Massively Scaling Explicit Policy-conditioned Value Functions
This work addresses scaling bottlenecks in reinforcement learning for continuous-control domains, representing an incremental improvement with novel architectural and exploration techniques.
The paper tackles the challenge of scaling Explicit Policy-Conditioned Value Functions (EPVFs) for continuous-control tasks by addressing issues like parameter growth and exploration, resulting in competitive performance with state-of-the-art methods like PPO and SAC on complex tasks such as a custom Ant environment.

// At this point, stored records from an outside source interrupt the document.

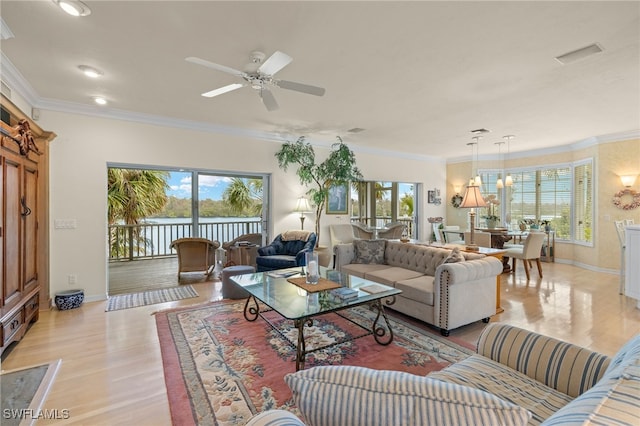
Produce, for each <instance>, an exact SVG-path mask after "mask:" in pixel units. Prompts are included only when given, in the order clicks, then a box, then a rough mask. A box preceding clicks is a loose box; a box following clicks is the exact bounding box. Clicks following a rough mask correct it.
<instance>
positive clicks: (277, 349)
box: [156, 300, 473, 426]
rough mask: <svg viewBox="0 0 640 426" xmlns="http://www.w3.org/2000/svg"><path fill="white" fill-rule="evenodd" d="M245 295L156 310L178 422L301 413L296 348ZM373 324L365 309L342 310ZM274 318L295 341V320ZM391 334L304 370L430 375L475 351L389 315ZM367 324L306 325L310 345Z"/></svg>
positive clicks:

We introduce a scaling strategy for Explicit Policy-Conditioned Value Functions (EPVFs) that significantly improves performance on challenging continuous-control tasks. EPVFs learn a value function V(θ) that is explicitly conditioned on the policy parameters, enabling direct gradient-based updates to the parameters of any policy. However, EPVFs at scale struggle with unrestricted parameter growth and efficient exploration in the policy parameter space. To address these issues, we utilize massive parallelization with GPU-based simulators, big batch sizes, weight clipping and scaled peturbations. Our results show that EPVFs can be scaled to solve complex tasks, such as a custom Ant environment, and can compete with state-of-the-art Deep Reinforcement Learning (DRL) baselines like Proximal Policy Optimization (PPO) and Soft Actor-Critic (SAC). We further explore action-based policy parameter representations from previous work and specialized neural network architectures to efficiently handle weight-space features, which have not been used in the context of DRL before.